# Schwinn Hornet



## Driftpr (Mar 10, 2018)

*This Schwinn Hornet got it from the original owner the lady bought it back in 1954.Amazing been sitting in her basement for the past 15 years untouched. I'm glad I had the pleasure of buying it.*


----------



## fordmike65 (Mar 10, 2018)

Damn that's nice! Congrats!


----------



## Driftpr (Mar 15, 2018)

Hornet anybody!!!!


----------



## RatRodJames (Mar 23, 2018)

hey that's a beauty!!! impressed!


----------



## Dgoldman (Mar 23, 2018)

Really clean!! Nice score!


----------



## mike (Mar 23, 2018)

1956 Deluxe hornet, nice Rider especially with the Bendix 2 speed, going to replace the sturmey 

 with a Schwinn pork chop


----------



## Driftpr (Apr 3, 2018)

Bump


----------



## Driftpr (Apr 16, 2018)

Bump


----------



## Driftpr (May 8, 2019)

*Got This beauty out for some cleaning.


















*


----------



## Brutuskend (May 8, 2019)

Wow, that looks like it was never ridden!
I thought I scored on my 55 deluxe


----------



## Rivnut (May 9, 2019)

Can anyone tell me what years the Hornets came equipped with painted rims and what years they came equipped with chrome plated rims?


----------



## GTs58 (May 9, 2019)

Rivnut said:


> Can anyone tell me what years the Hornets came equipped with painted rims and what years they came equipped with chrome plated rims?
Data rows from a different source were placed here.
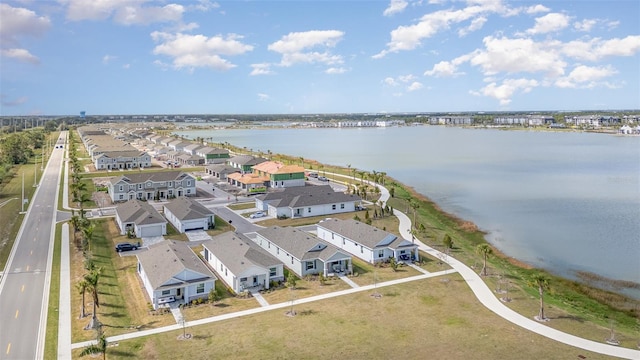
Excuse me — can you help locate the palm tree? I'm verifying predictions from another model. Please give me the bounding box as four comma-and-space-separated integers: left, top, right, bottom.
79, 325, 107, 360
299, 156, 304, 168
82, 222, 95, 252
410, 200, 420, 228
76, 279, 89, 318
476, 244, 493, 276
85, 268, 102, 329
346, 164, 351, 186
529, 273, 550, 321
This will take some time. The first few (5) years the Hornet model B-19 had enameled rims then in 55 the Deluxe had chrome and the standard was enameled. For 56 the Deluxe was a balloon with chrome and the standard was a Middleweight with painted. For 57-58 both Hornets were middleweights, Deluxe chrome and standard painted. The 59 and 60 models were both chrome. In 61 they came with painted but had optional chrome. No 62's? and the 63-64's were painted.


----------



## Rivnut (May 10, 2019)

OUTSTANDING young man.  This is a great help.  Thank you.  I know this took some time and I really appreciate it.

Ed


----------



## Driftpr (Jun 16, 2020)

*Summer time is here time to clean this girl































*


----------